Tales of two QBs might end soon

Boller's time as Raven possibly near last chapter

Packers veteran Favre could end storied career

Gameday

December 19, 2005|By JAMISON HENSLEY | JAMISON HENSLEY,SUN REPORTER

When the Ravens play host to the Green Bay Packers tonight, one quarterback could be taking his final bow on the Monday night stage while the other could be facing a far less sentimental exit.

The question marks hanging over the careers of the Ravens' Kyle Boller and Green Bay's Brett Favre provide the only drama in a (not-so) prime-time matchup between the Ravens (4-9) and the Packers (3-10).

The rumors about Favre retiring have heightened as the Packers face a major rebuilding phase. The three-time NFL Most Valuable Player repeatedly has said he has not made a decision.

Boller doesn't have any such control over his fate. The embattled three-year starter needs to show drastic improvement in his final three games, or he could force the Ravens to look for a veteran replacement this offseason.

"Part of Kyle's maturation is finding that balance for you of: `Look, don't put more pressure on yourself than you have to, but respect the responsibilities I have as the quarterback to make some of these plays,'" coach Brian Billick said. "That's a fine line and that's part of the growth period."

In an apparent sign that the Ravens have run out of answers, Billick has admitted the possibility of sending Boller to a sports psychologist to help him calm down.

Boller's clumsy performance in Denver last week only brought more attention to his troubles in the red zone, where he has a 44.3 quarterback rating this season. He has completed five of 13 passes for 42 yards inside the opponent's 20-yard line, throwing two touchdown passes and being intercepted twice.

The Packers have the fourth-best red-zone defense in the league.

"You've just make yourself calm down, I guess," said Boller, who has about twice as many turnovers (11) as touchdown passes (five). "That's not all of my problem. There's a lot of things I can do better and hopefully I will do better. When it's all said and done, I've got to focus on what I need to focus on and go execute."

Another problem for Boller has been his inaccuracy, which could be detrimental tonight against the NFL's top-ranked pass defense.

According to Stats Inc., Boller has made 38 poor throws this season, which account for 45.8 percent of his incomplete passes. He has completed more than 60 percent of his passes in just three of 31 career starts.

"I don't feel like I'm inaccurate," Boller said. "I can put the ball where I want to. I think some of my decision making has been an issue and it's obvious. I've got to throw the ball away. If I can make a better decision, it's going to make my life a lot easier."

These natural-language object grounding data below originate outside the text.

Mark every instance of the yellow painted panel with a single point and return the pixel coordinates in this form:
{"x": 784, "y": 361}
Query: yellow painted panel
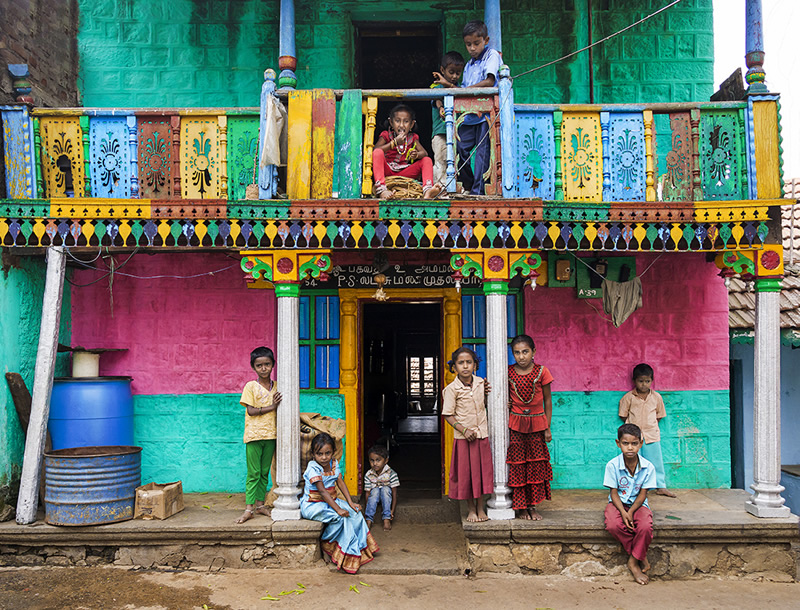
{"x": 765, "y": 121}
{"x": 96, "y": 207}
{"x": 323, "y": 132}
{"x": 62, "y": 142}
{"x": 369, "y": 108}
{"x": 201, "y": 158}
{"x": 298, "y": 173}
{"x": 582, "y": 156}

There has been growing speculation that Favre's time might be running out, too.

Green Bay drafted Aaron Rodgers in the first round of the April draft, prompting many to wonder if Favre will retire or end his career elsewhere. Even Billick questioned aloud whether tonight will be Favre's last Monday night game.

Said Packers coach Mike Sherman: "I think [the question about retirement] is tiresome, particularly because his physical skill has not diminished in any way, shape or form. I would almost find the question offensive."

Favre, who turned 36 in October, has passed for 3,161 yards but he has been intercepted 22 times, which led the NFL by five entering yesterday's games.

Still, he often saves his best performances for prime time. Perhaps the greatest game of his storied career came on a Monday night in December 2003, when he completed 22 of 30 passes for 399 yards and four touchdowns a day after his father died.

The latest family tragedy for Favre came Tuesday, when his 87-year-old maternal grandmother, Izella French, had a stroke. Favre said last week, "I think she'll be OK."

"I think anytime there is more attention put on him, he can feel the vibe, and he rises to any occasion or any challenge," said Mike Flanagan, Favre's longtime center.

The extra focus on Favre has not gone over well everywhere, especially in the Ravens' locker room.

"Everybody's talking about Brett Favre like he's just the greatest thing ever to walk the earth. That's kind of getting on my nerves," linebacker Adalius Thomas said. "I'm so tired of hearing that, from here in our own locker room to everywhere else. Nothing against Brett Favre, but there's two sides to the ball.

"Everybody's talking about our defense against their offense. What about our offense against their defense? At some point, we have to step up all the way across the board. It's not just us, because we can stop Brett Favre all day. If we don't score, we don't win."

Without Favre, there's little draw to this nationally televised game.

Middle linebacker Ray Lewis is one of six Ravens starters not expected to play. The Packers have lost running back Ahman Green and receiver Javon Walker for the season.

"It's not the game that it was scheduled to be," Favre said.

But there's still motivation for these two last-place teams, and it has nothing to do with draft positioning.

"It's a great opportunity to show the country that we are better than our record - because I think we are," Billick said, "and that the passion that this team has had for a number of years exists even in these circumstances."